During the colonial period, Thanksgiving remained strictly a New England tradition. For instance, as late as 1779, Juliana Smith wrote to her cousin that members of a Livingston family “had never seen a Thanksgiving dinner before, having been used to keep Christmas Day instead,” as was the custom in New York.

Until late in the 19th century, it appears turkey remained no more prominent than at Christmas — just one of several types of meat on the menu. For instance, the scrumptious menu Smith described mentions turkey as one of several types of meat served. In 1817, a bill of fare for a Connecticut Thanksgiving included 50,000 geese, 65,000 chickens, 5,500 turkeys, and 2,000 ducks.

In 1836, the New-Bedford Mercury described the holiday as “the crisis of a turkey’s life.” But the same could have also been said of many other animals during Thanksgiving. Before the Civil War — while the holiday remained largely limited to New Englanders and their diaspora in the Midwest — turkey appeared along with duck, goose, chicken, pork, venison, and a plethora of other meats.

Sarah Josepha Hale, author of the children’s poem “Mary Had A Little Lamb,” lobbied state governors to make Thanksgiving a state holiday, hoping desperately that it would unite a nation tearing itself apart between the north and south. In 1863, she wrote both President Abraham Lincoln and Secretary of State William Seward, asking them to make the holiday “permanently, an American custom and institution.”

Although many non-New Englanders had started celebrating some form of Thanksgiving before Lincoln obliged, according to The Food Timeline, turkey did not become the staple meat of the holiday meal until after the war.

Finally, in 1886, The Kansas Home Cook-Book’s “Thanksgiving Dinner” describes the turkey as “the central theme, the point of clustering interests.”

Other meats do not disappear, but their variety sharply decreases in the late 19th century. Baked ham and chicken remain, but they appear more as side meats to the main course of roast turkey.

The commercialization of the holiday — coupled with the increase in chain grocery stores in the 20th century — solidified turkey as the meat to buy on the eve of Thanksgiving.

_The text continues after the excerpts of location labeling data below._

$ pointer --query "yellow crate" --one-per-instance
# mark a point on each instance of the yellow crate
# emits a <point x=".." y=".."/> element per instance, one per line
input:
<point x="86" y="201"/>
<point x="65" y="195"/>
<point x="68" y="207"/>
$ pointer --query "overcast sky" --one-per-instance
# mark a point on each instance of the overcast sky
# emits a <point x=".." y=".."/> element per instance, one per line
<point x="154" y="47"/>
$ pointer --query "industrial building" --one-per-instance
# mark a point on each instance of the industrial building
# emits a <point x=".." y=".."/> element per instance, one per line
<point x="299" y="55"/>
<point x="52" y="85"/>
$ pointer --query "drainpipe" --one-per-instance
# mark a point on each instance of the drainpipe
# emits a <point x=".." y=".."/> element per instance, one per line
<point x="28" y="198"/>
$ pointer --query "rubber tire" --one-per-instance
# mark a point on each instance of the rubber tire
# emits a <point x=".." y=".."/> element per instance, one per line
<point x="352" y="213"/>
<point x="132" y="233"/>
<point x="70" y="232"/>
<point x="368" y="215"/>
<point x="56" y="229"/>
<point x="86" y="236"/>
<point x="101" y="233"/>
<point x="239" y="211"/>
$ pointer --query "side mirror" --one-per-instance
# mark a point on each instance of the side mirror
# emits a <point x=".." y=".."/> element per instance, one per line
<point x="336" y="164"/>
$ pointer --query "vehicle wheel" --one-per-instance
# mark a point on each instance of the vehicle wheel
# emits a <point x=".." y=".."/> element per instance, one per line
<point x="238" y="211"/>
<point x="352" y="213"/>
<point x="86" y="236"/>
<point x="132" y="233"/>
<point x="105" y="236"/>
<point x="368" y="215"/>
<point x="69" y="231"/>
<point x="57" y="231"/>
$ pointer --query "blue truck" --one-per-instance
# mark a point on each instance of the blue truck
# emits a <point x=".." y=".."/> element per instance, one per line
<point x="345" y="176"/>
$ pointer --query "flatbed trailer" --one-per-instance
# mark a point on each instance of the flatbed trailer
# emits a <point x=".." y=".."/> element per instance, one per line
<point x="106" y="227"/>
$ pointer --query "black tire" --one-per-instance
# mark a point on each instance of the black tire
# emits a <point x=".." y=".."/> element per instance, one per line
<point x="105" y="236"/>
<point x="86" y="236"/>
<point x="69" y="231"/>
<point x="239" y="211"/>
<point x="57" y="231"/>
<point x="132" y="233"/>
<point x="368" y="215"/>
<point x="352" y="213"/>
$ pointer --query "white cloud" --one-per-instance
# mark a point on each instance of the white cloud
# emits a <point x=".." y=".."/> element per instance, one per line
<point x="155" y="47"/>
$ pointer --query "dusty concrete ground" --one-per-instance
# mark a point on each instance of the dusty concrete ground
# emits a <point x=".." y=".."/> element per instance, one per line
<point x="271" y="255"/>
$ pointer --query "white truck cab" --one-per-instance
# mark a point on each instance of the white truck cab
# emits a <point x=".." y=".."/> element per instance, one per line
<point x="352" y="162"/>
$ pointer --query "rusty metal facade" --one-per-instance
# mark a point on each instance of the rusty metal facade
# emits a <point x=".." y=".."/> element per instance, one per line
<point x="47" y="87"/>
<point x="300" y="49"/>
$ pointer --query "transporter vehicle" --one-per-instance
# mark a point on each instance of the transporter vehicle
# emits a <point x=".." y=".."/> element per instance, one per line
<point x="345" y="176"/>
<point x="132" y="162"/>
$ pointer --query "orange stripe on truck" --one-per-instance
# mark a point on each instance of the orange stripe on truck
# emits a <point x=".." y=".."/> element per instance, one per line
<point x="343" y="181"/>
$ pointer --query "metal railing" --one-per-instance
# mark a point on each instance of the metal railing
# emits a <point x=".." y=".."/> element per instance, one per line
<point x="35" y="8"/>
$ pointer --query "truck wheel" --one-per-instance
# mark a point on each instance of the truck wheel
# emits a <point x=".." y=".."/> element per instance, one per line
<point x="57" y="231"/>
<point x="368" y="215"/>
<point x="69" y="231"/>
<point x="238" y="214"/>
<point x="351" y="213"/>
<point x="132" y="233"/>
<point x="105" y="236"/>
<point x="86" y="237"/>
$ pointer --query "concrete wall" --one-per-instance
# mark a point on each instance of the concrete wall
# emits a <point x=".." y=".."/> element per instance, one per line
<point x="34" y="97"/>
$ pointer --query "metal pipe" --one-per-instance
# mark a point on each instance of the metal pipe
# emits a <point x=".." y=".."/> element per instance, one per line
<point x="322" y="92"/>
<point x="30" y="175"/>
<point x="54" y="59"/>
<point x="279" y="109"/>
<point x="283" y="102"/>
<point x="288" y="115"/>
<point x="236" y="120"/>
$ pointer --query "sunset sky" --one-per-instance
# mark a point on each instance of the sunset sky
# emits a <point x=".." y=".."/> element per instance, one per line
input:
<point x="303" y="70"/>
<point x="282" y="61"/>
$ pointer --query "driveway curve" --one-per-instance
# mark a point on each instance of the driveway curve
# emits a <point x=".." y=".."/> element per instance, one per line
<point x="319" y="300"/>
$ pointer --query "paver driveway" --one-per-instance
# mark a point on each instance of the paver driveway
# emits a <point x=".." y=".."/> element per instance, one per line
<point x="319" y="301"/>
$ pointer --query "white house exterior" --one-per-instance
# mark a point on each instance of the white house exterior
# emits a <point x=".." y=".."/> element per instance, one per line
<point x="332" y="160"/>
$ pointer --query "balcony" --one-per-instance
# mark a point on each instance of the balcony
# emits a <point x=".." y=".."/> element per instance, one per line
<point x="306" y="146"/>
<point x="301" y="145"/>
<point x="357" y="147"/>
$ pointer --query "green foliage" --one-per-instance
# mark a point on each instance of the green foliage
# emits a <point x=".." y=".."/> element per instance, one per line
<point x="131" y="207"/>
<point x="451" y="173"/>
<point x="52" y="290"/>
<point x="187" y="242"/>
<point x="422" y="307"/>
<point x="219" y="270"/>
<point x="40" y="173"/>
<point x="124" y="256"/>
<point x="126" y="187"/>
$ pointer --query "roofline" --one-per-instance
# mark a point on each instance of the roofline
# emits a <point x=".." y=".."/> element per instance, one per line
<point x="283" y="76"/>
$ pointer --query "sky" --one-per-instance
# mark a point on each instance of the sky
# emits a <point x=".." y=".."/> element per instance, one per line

What started as a regional holiday in the New England colonies spread to the Midwest as New Englanders fanned out across those states in the late 18th and early 19th centuries. Although it would be another hundred years before every region of the nation accepted the holiday as its own, the unifying coming-home celebration had by then narrowed down the meal’s main course to one fowl, making the meal nationally unique.

Although each region has added its own dishes to the national feast, the turkey unifies a nation of 320 million like no other on Thanksgiving Day. This culinary unity, though, like the national character of the holiday itself, has existed less than half of Thanksgiving’s history.